FormalPara What You Will Learn in This Chapter

In Chaps. 3 and 6 we investigated the effect of latitude on tree height by measuring trees at 2 and 3 locations, respectively, and testing for differences in mean heights. As we will see, a better way to answer this question involves testing tree heights at even more locations of latitude. Computing an ANOVA is not a good idea for this situation because the ANOVA does not take the ratio scale properties of the latitude into account. The ANOVA treats each location as nominal (see Chap. 7). Correlations allow us to include the ratio scale aspect of the information and thereby summarize the effect of latitude into one value, r.

1 Covariance and Correlations

Let us first visualize correlations. If there were a perfect negative correlation, then an increase in one variable corresponds to a consistent decrease in another variable, for example, tree height decreases as latitude increases. If we plot latitude on the x-axis and tree height on the y-axis, the points fall on a straight line as in Fig. 8.1a (perfect negative correlation). On the other hand, if there is no relationship between the variables, the data looks like a diffuse cloud of points as in Fig. 8.1c (no correlation). If tree height increases as latitude increases, there is a perfect positive correlation (Fig. 8.1e). Usually, we find cases in between the three basic scenarios (Fig. 8.1b, d).

Fig. 8.1
figure 1

Tree heights versus latitude for five different scenarios, (a)–(e). Each data point shows the height of one tree at one location. Correlations measure the linear relationship between the two variables

This linear relationship is captured by the covariance equation:

$$\displaystyle \begin{aligned} \mbox{cov}(x,y) = \frac{\sum_{i=1}^n(x_i - \overline{X})\times(y_i - \overline{Y})}{n-1} {} \end{aligned} $$
(8.1)

where, for example, the latitude data are x i, the tree heights are y i, and the \(\overline {X}\) and \(\overline {Y}\) are the respective mean values, i.e., the mean latitude and the mean tree height, respectively. The data consists of n pairs of latitudes and tree heights. The covariance generalizes the concept of variance because cov(x, x) is the variance of x.
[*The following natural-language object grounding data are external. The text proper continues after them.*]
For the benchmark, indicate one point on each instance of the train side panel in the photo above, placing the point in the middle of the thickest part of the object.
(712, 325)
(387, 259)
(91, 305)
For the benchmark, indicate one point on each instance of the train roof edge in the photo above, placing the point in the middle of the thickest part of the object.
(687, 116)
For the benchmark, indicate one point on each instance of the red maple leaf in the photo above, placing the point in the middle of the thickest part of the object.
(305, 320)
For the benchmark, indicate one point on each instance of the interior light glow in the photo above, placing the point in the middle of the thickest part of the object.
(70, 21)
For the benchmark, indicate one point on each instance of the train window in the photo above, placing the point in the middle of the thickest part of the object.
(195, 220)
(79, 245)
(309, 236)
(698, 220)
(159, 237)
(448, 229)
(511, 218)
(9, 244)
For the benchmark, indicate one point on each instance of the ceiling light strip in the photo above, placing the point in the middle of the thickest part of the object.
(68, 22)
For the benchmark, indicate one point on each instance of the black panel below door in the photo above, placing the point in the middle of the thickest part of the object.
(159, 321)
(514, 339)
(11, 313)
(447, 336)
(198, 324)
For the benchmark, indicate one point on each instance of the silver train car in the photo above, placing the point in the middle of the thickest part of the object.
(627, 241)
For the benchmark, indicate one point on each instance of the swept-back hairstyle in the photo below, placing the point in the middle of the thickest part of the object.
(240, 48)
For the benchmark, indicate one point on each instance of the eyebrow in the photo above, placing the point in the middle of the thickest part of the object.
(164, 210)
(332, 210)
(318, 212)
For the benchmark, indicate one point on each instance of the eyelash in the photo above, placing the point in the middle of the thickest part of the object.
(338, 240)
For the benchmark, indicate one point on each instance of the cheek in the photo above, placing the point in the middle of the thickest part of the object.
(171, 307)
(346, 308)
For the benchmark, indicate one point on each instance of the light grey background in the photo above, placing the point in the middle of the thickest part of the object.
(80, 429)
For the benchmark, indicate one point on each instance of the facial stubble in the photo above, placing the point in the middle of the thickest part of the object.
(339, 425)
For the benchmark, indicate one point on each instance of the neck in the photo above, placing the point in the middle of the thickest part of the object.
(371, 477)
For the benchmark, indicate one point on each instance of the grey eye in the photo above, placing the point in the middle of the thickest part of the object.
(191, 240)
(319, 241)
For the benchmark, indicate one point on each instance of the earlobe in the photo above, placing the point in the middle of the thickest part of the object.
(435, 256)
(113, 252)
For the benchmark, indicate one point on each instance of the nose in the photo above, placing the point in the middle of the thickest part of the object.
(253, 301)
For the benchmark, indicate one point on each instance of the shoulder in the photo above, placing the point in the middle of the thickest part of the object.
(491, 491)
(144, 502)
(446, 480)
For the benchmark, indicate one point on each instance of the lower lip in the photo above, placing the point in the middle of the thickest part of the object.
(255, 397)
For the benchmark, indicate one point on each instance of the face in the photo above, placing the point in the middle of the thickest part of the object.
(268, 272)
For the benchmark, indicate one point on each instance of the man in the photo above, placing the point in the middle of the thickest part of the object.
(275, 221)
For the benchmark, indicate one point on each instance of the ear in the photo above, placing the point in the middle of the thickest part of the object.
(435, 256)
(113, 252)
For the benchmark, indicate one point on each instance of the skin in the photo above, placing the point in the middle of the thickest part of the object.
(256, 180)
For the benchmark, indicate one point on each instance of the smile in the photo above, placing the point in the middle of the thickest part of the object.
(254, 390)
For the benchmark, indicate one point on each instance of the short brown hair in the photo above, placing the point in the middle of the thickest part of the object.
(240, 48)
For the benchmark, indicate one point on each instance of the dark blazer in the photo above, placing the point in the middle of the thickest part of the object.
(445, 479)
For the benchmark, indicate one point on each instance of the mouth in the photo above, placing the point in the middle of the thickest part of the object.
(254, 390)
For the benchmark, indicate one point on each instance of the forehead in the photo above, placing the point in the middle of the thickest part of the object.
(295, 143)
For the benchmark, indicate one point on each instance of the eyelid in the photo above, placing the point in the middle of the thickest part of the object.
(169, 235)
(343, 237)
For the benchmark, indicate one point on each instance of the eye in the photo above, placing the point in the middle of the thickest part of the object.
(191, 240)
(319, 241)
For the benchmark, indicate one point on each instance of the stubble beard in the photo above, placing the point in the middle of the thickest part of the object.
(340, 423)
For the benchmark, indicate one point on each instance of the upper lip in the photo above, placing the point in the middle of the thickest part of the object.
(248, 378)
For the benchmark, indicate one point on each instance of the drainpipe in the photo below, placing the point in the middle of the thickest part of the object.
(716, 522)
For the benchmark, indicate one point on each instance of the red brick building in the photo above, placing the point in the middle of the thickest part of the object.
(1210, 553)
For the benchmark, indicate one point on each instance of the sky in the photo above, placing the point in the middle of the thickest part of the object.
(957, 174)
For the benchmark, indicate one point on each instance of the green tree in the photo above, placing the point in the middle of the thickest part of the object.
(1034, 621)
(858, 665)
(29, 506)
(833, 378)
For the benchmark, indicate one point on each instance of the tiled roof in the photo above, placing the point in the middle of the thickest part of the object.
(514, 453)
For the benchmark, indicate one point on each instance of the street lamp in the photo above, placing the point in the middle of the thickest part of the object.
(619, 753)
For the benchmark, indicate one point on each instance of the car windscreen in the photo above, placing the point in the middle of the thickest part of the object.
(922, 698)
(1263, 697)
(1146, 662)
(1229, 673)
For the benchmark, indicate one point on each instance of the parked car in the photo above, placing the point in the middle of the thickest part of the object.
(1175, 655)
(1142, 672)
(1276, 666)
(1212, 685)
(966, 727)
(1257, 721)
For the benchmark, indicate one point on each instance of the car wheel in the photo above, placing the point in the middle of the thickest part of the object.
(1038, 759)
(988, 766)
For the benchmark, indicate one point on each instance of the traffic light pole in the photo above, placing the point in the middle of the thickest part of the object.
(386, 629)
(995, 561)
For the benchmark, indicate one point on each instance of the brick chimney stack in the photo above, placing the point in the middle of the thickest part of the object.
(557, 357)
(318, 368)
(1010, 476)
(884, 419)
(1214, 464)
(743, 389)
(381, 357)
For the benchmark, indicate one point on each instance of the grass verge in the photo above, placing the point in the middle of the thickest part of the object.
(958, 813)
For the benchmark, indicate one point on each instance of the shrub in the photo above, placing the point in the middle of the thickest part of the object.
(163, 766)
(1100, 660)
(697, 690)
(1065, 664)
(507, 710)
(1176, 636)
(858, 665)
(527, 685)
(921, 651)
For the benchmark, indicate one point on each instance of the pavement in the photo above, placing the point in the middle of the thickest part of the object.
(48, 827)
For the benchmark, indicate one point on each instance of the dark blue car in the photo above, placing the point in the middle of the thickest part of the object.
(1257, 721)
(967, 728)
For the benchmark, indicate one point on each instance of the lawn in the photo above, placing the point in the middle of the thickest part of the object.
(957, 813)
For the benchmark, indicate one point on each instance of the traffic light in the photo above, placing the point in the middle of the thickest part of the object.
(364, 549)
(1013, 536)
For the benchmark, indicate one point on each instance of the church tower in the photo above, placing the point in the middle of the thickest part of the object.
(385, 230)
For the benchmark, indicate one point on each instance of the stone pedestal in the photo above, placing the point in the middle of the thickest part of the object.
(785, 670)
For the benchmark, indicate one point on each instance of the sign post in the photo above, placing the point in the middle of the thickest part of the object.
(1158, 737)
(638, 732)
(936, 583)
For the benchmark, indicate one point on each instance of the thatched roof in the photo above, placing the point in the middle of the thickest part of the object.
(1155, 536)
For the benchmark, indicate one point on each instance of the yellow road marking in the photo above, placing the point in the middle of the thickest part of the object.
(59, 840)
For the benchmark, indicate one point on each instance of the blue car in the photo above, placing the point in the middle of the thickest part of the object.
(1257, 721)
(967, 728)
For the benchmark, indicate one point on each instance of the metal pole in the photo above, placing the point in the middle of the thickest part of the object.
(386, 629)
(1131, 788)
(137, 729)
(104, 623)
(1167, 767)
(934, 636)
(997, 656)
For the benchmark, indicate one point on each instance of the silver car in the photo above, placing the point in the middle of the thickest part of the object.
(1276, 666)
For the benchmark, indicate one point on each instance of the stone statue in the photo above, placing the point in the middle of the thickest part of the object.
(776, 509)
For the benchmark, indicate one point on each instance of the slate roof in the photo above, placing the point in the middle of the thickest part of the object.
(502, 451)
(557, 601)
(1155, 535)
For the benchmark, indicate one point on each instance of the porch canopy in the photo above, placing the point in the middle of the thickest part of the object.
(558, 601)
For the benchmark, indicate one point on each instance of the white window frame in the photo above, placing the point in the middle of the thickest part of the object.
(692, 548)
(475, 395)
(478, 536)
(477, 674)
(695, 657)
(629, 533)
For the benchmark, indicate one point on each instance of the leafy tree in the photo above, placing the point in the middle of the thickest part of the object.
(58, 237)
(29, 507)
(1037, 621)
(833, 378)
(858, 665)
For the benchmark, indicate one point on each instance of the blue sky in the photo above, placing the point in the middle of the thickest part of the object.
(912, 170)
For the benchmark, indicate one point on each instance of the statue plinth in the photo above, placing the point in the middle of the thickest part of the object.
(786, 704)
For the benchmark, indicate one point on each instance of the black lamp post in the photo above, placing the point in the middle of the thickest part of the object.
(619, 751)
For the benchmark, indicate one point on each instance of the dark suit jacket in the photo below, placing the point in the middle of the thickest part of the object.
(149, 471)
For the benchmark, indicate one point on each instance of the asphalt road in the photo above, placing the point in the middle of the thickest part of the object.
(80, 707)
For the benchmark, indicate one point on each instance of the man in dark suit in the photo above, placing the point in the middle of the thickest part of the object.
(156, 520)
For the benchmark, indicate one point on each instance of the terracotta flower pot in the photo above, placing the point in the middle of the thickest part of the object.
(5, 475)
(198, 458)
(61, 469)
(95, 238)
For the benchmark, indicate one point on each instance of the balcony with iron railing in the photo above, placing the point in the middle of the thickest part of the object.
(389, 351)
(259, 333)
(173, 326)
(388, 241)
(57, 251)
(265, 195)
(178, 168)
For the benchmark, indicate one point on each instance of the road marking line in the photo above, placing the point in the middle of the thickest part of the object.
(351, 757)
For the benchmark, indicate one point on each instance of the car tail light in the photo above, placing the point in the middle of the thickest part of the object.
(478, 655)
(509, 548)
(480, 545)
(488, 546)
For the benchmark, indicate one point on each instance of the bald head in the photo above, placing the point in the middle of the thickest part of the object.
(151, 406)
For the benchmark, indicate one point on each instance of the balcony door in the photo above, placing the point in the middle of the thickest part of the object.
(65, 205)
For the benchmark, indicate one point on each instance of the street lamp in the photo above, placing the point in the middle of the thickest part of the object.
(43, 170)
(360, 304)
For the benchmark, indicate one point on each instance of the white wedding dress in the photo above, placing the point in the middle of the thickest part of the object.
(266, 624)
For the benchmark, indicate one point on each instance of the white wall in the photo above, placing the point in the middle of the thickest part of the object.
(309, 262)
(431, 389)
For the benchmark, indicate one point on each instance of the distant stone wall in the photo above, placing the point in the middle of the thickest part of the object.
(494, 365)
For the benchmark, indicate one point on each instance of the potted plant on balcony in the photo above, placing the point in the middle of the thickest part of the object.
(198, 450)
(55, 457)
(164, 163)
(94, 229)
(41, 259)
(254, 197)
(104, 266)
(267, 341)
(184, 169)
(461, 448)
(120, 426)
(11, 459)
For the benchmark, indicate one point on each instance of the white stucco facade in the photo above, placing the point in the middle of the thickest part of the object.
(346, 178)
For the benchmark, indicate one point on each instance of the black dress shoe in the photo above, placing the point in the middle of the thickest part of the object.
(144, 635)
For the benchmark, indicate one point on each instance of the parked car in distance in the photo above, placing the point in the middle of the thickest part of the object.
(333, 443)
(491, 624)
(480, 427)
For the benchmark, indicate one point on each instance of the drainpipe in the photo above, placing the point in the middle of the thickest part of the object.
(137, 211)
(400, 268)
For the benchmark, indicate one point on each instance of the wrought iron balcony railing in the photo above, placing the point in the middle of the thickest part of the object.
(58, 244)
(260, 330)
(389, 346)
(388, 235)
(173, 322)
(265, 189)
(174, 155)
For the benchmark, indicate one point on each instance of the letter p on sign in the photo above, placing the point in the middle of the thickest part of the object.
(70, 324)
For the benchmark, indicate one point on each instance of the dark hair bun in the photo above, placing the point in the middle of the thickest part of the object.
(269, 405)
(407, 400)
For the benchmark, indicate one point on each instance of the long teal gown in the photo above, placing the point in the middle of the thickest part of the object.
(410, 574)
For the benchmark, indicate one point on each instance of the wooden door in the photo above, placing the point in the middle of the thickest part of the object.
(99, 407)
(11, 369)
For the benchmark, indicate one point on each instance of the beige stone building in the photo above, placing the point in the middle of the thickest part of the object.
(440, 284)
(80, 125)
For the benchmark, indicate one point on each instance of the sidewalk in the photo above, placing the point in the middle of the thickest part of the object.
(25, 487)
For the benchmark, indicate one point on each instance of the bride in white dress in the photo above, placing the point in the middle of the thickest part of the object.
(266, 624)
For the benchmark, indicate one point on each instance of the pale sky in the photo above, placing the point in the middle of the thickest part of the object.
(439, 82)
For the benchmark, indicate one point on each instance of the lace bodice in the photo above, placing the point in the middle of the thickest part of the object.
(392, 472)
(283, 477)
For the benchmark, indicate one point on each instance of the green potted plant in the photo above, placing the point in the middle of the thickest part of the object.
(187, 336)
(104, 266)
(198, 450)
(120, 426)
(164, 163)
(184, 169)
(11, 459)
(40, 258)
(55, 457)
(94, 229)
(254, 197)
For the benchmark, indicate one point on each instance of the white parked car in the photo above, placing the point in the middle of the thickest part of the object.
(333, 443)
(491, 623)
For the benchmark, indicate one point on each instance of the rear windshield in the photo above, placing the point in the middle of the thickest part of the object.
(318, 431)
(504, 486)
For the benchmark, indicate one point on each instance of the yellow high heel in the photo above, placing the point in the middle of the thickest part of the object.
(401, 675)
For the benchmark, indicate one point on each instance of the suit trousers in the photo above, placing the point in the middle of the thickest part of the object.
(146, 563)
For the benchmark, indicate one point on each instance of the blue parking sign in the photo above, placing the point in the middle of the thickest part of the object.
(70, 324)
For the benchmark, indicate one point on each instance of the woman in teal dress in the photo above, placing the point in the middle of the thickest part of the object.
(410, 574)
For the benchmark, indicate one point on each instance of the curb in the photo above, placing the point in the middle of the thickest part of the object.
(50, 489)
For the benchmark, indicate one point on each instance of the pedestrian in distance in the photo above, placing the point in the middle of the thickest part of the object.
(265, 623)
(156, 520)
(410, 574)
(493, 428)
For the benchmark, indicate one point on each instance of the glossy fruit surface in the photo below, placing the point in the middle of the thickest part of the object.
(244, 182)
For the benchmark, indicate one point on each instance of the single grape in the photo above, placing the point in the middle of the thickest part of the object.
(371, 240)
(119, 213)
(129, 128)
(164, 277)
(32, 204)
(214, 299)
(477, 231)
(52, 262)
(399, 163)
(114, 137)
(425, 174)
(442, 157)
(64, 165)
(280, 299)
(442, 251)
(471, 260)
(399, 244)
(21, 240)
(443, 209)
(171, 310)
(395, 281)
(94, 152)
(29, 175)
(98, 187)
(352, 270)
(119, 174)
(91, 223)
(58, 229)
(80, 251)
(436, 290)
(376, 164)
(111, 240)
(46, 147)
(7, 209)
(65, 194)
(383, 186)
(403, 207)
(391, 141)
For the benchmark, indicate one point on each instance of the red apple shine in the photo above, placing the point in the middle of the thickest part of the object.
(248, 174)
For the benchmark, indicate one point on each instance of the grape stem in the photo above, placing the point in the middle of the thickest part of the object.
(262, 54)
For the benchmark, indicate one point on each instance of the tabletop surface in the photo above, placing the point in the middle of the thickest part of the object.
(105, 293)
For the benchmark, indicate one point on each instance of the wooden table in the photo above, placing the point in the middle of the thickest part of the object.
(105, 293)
A disadvantage of covariance is that it depends on the scale. For example, if you measure tree height in meters the covariance is smaller than if you measure it in centimeters. For this reason, we normalize the covariance by the standard deviation of x and y and arrive at the correlation:

$$\displaystyle \begin{aligned} r =\frac{\mbox{cov}(x,y)}{s_x s_y} {} \end{aligned} $$
(8.2)

This type of correlation is called Pearson’s correlation. Correlation values range between − 1.0 and +1.0, where − 1 indicates a perfect negative correlation, 0 indicates no correlation, and + 1 indicates a perfect positive correlation (see Fig. 8.1a, c, and e). Values between these limits indicate intermediate strengths of the relationship between the variables.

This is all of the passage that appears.